宋之問「苑中遇雪応制」詩
書は書家としても知られる尚育が唐の詩人・宗之問の漢詩を書いたもので、尚育の書には珍しく行書を崩した書体だという。美ら島財団で修復が始まっており、来年度にも公開される。
http://ryukyushimpo.jp/news/storyid-231494-storytopic-1.html
「宗之問」はもちろん「宋之問」のことですが、それはさておき、この「苑中遇雪応制」詩の書は国宝級の発見として先日も報道されました。慶賀。尚育王の「書」発見 1838年、国宝級 - 琉球新報 - 沖縄の新聞、地域のニュース
実はこの記事に第1句・第2句の解釈が示されているのですが・・・
漢詩は「紫禁仙輿詰旦來 青旗遙倚望春臺」(皇帝のみこし=紫禁の仙輿=は早朝に来る。青い旗がはるかかなたより近づくのが春台=高台=から望める)などとつづっている。
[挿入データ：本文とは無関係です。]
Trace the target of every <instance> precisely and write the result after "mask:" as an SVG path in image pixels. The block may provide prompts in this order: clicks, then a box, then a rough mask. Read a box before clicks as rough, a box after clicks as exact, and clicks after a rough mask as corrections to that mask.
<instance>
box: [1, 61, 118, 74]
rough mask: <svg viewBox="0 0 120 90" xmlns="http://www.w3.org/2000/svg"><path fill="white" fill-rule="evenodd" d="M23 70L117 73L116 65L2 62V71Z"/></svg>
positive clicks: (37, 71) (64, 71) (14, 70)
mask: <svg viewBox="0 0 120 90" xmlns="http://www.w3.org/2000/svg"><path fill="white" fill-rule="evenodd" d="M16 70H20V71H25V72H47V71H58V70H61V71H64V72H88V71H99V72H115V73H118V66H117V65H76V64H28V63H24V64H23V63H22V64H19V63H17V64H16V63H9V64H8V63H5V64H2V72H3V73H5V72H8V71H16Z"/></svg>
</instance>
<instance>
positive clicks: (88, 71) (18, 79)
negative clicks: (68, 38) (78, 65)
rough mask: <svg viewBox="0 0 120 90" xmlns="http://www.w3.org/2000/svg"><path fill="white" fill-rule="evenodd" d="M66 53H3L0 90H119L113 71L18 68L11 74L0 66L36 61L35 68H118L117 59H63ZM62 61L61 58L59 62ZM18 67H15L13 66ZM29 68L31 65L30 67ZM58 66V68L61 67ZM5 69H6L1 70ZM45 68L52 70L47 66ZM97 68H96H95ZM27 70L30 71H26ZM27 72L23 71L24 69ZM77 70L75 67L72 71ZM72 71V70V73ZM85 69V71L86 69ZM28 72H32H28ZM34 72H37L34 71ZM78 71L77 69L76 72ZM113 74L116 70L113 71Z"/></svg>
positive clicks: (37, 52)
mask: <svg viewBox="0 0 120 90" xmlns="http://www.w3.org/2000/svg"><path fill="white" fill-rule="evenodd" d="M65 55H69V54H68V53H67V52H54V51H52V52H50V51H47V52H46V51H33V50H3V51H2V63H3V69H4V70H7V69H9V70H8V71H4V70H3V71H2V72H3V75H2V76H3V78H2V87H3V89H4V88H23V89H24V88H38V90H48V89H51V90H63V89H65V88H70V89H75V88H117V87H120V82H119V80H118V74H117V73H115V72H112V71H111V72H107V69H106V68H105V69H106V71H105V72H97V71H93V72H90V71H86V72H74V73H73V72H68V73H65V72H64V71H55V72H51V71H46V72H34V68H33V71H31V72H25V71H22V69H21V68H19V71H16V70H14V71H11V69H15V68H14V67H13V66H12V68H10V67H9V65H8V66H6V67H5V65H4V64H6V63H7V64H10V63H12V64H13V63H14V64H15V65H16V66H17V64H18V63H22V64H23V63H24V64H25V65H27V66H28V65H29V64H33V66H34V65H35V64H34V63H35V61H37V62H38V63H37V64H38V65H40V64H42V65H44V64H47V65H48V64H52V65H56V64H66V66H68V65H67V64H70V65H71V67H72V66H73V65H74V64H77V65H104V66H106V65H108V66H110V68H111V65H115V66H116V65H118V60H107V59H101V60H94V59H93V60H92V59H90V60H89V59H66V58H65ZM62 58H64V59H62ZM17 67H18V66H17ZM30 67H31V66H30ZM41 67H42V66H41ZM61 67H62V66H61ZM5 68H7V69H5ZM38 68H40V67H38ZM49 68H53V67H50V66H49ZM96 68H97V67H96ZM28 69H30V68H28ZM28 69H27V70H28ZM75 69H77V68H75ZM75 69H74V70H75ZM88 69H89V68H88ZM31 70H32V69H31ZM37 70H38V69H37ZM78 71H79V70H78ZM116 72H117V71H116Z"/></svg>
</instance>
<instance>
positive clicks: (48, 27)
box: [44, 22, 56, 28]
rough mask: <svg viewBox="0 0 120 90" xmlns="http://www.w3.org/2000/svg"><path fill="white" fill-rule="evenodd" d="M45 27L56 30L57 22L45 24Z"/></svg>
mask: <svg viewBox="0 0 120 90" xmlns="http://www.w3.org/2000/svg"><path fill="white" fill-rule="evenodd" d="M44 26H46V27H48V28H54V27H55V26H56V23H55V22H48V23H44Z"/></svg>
「望春台」を「春台より望む」と解しているようですが、果たしてどうでしょうか。「望春宮」のなかの台、という可能性のほうが高いのではないか。少なくとも、陶敏・易淑瓊校注『沈佺期宋之問集校注(下)』(中華書局、2001年)はそのように解釈しています(476頁)。おそらく同時に作成された劉憲「苑中遇雪応制」詩に「龍驂暁入望春宮」とあるのが傍証となりますし、この「望春台」は杜牧「長安晴望」詩にも見えます。最新の呉在慶撰『杜牧集繫年校注 第四冊』(中華書局、2008年)でも「疑在望春宮中」と、こちらはやや慎重ですが、同じ理解です(1265頁)。
なお、「倚」は「立也」(『広雅』釈詁)の訓でしょう。
なので、この句は「青旗 遙かに倚つ 望春台」と読むことになると思います。